Situazioni come queste accendono il dibattito sulla privacy e sull’ascolto attivo dei nostri dispositivi, soprattutto perché alcune coincidenze sono così precise da far pensare che qualcuno possa effettivamente captare ciò che diciamo per condizionare le scelte d’acquisto.
Il caso CMG. Ma quanto c’è di vero in questa ipotesi? In effetti, il timore che i nostri smartphone possano ascoltare le conversazioni private non è solo frutto della fantasia, ma si basa sull’esistenza di tecnologie semplici, unite alla diffusione di pratiche di marketing sempre più invasive. Negli Stati Uniti, ha recentemente fatto scalpore il caso di Cox Media Group (CMG), azienda finita al centro del dibattito perché aveva presentato ai suoi clienti – i giganti dell’informatica Google, Amazon e Facebook – soluzioni pubblicitarie per fornire annunci personalizzati basate sull’ascolto in tempo reale delle conversazioni.
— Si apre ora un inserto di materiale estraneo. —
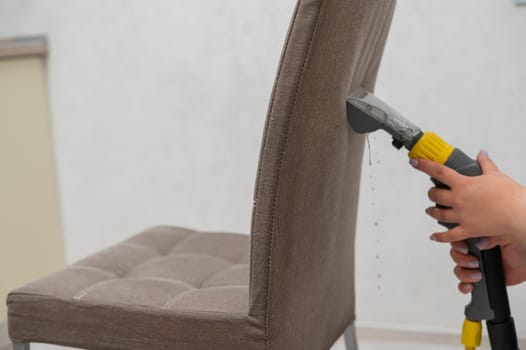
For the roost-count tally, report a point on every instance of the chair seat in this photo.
(165, 288)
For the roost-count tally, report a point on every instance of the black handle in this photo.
(501, 328)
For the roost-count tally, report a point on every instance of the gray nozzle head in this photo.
(367, 113)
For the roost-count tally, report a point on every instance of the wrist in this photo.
(516, 215)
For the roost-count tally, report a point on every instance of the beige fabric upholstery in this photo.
(165, 286)
(173, 288)
(302, 277)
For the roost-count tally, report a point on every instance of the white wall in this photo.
(457, 68)
(158, 109)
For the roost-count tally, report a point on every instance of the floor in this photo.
(366, 344)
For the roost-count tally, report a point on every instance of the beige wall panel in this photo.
(31, 241)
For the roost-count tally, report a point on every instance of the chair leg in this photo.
(350, 338)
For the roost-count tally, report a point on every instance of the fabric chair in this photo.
(290, 284)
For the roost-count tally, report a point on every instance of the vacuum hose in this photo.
(489, 296)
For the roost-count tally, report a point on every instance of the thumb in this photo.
(486, 163)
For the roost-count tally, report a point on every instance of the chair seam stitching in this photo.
(264, 144)
(277, 182)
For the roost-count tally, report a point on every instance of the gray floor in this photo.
(365, 344)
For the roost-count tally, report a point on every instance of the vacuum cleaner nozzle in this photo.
(368, 113)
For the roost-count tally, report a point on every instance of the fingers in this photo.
(486, 163)
(441, 196)
(443, 214)
(437, 171)
(465, 288)
(467, 275)
(461, 247)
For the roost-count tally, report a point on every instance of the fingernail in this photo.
(473, 264)
(467, 288)
(482, 243)
(462, 250)
(477, 276)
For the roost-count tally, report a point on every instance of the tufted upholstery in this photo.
(172, 288)
(166, 271)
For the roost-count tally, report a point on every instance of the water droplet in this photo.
(369, 148)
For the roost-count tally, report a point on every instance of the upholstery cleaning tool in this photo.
(489, 299)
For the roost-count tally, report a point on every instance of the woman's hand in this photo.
(491, 205)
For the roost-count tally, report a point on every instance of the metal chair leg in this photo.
(350, 338)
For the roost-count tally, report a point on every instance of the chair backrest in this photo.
(305, 205)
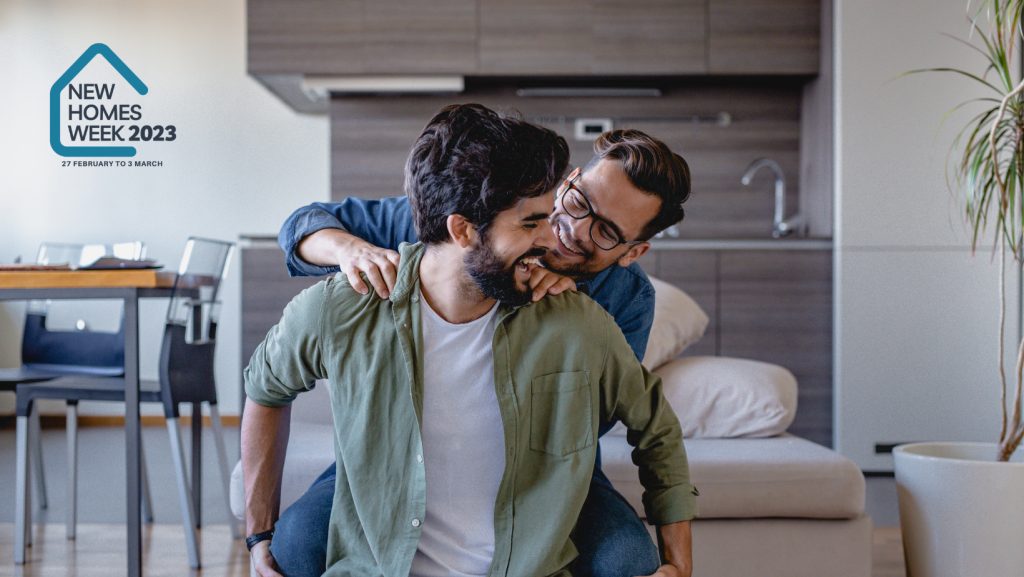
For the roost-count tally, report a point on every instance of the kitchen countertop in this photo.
(270, 241)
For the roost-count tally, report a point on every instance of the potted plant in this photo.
(962, 504)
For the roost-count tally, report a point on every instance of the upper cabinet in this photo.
(585, 37)
(361, 37)
(536, 38)
(764, 36)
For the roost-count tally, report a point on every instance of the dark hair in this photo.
(652, 168)
(472, 161)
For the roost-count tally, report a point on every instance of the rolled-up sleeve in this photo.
(290, 359)
(635, 397)
(385, 222)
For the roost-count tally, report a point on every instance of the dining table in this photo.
(126, 285)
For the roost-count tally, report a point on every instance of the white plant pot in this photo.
(962, 512)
L’idea era proprio quella di raccogliere dati vocali con cui identificare bisogni e preferenze degli utenti e poi proporre pubblicità mirate e offerte specifiche, ovviamente lasciando fare il lavoro a un software di Intelligenza Artificiale. Le critiche non si sono fatte attendere, rafforzando le preoccupazioni sulla violazione della privacy e portando la stessa azienda a fare marcia indietro.
Ascolto attivo. La funzione proposta da CMG si chiama “Active Listening“ e la sua esistenza è stata portata alla luce da un’inchiesta giornalistica effettuata dalla giovane testata indipendente 404 Media, fondata nel 2023 da un gruppo di ex dipendenti di Vice.
La società ha dovuto ritrattare le proprie affermazioni dopo la pubblicazione di alcuni “pitch deck” (presentazioni aziendali) inerenti l’offerta, in cui si leggono frasi del tipo “Con Active Listening, CMG può ora usare i dati vocali per indirizzare la tua pubblicità esattamente alle persone che stai cercando” oppure “Immagina un mondo […] in cui nessun mormorio pre-acquisto rimane inascoltato e i sussurri dei consumatori diventano uno strumento per indirizzare, ritargettizzare e conquistare il tuo mercato locale“.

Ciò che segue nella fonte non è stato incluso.